After meeting in business school, Kristin Richmond, 34, and Kirsten Tobey, 32, founded Revolution Foods, an organization whose mission is to provide school cafeterias with healthy food. Started in 2006, Revolution Foods now prepares 30,000 lunches and 20,000 breakfasts and snacks each day for kids in California and Washington, D.C.

Since food-preparation is an unavoidably early-morning business, we caught up with them at 6 a.m. to ask them a few questions. The day's deliveries were already well underway.

GOOD: Tell us a little about your schedule.

KIRSTEN TOBEY: When we started the company, we were going in at 4 a.m. Now we're starting at a much more reasonable hour: Our kitchens open between 2 and 3 a.m.

G: What's your background?

KT: Before business school, both of us came from the education sector. We came into it thinking about school and what areas were not being addressed. I spent time in schools as a teacher and had seen school lunches and how schools weren't focusing on what they were feeding their kids. We started going into schools and interviewing principals and teachers and kids. The common message was that while we were teaching them one thing in the classroom—namely, to eat healthfully and take care of their bodies—when they went into the lunchroom, they would see food that was microwaved and processed. We met teachers and principals that wanted to provide something better but didn't have a whole lot of options.
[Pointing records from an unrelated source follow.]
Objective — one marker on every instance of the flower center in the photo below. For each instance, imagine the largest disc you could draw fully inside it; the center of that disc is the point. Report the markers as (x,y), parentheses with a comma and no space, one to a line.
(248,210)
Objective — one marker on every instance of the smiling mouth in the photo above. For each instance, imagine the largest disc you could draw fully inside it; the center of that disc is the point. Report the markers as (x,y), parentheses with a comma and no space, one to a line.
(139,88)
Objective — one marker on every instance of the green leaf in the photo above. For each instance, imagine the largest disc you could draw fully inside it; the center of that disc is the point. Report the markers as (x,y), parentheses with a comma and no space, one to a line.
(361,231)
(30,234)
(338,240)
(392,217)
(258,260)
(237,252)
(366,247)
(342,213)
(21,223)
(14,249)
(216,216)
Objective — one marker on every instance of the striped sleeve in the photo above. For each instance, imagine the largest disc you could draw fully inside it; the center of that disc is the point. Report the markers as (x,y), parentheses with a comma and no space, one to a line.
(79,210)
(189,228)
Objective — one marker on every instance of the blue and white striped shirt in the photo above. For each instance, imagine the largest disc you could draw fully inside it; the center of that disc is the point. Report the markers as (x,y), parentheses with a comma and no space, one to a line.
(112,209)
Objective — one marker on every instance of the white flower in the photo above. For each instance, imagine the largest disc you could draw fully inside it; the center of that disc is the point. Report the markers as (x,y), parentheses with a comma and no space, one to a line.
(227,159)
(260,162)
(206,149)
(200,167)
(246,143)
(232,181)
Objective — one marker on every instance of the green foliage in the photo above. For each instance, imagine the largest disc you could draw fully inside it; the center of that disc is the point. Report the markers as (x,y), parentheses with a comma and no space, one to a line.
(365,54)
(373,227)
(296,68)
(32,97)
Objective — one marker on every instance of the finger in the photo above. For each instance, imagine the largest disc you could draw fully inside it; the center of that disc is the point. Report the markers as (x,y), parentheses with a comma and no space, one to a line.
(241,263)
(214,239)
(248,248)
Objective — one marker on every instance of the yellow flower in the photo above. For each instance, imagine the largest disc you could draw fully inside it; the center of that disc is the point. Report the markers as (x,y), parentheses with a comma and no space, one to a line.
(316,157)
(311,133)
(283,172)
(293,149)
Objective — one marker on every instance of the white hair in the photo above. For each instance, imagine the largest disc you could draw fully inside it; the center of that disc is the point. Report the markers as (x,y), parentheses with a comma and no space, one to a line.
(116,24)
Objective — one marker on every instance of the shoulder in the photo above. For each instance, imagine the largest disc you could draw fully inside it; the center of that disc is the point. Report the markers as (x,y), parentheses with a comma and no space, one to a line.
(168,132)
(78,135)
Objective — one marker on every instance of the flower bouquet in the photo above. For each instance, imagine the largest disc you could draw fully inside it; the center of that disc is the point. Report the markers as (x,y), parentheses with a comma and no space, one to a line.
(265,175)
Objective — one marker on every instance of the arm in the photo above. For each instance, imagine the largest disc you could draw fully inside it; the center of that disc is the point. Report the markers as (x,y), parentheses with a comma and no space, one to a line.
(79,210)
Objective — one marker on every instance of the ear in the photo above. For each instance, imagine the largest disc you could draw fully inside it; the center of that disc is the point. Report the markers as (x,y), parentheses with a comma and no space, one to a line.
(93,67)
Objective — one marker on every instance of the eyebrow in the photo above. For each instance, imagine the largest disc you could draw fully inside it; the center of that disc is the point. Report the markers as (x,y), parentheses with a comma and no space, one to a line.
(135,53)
KRISTIN RICHMOND: So, we started a pilot program in the Bay Area. It wasn't hard to find a group of school partners. A lot of schools were excited by the prospect. We launched the pilot while we were still in school, with Whole Foods helping us to tap into their network of healthy suppliers. The other piece, of course, was funding. School food is an asset intensive business. To get it off the ground, we used some personal money and found seed investors.

G: The federal government only pays, on average, $2.68 per child per lunch. How do you do it?

KR: I'd be lying if I said it wasn't a challenge, given budgetary concerns. We spend a much larger percentage of our budget on food, pay employees above a living wage, and give them health insurance. The food service industry is not one of the most employee-friendly businesses. Most are coming from minimum wage jobs.

KT: That being said, the reimbursement rate for school lunches impacts how much we can spend on our food and how much schools can pay for it. What we’ve been focused on, it's not like we have a lobbying arm, but because we have a culinary center in D.C., we've met with legislators, met with First Lady's office. If there is an increase in the reimbursement rate that's tied to nutritional standards, requiring that it be spent on getting healthier foods into the lunchroom, we're all for it. But it can't be tied to an increase in to some other part of the operation.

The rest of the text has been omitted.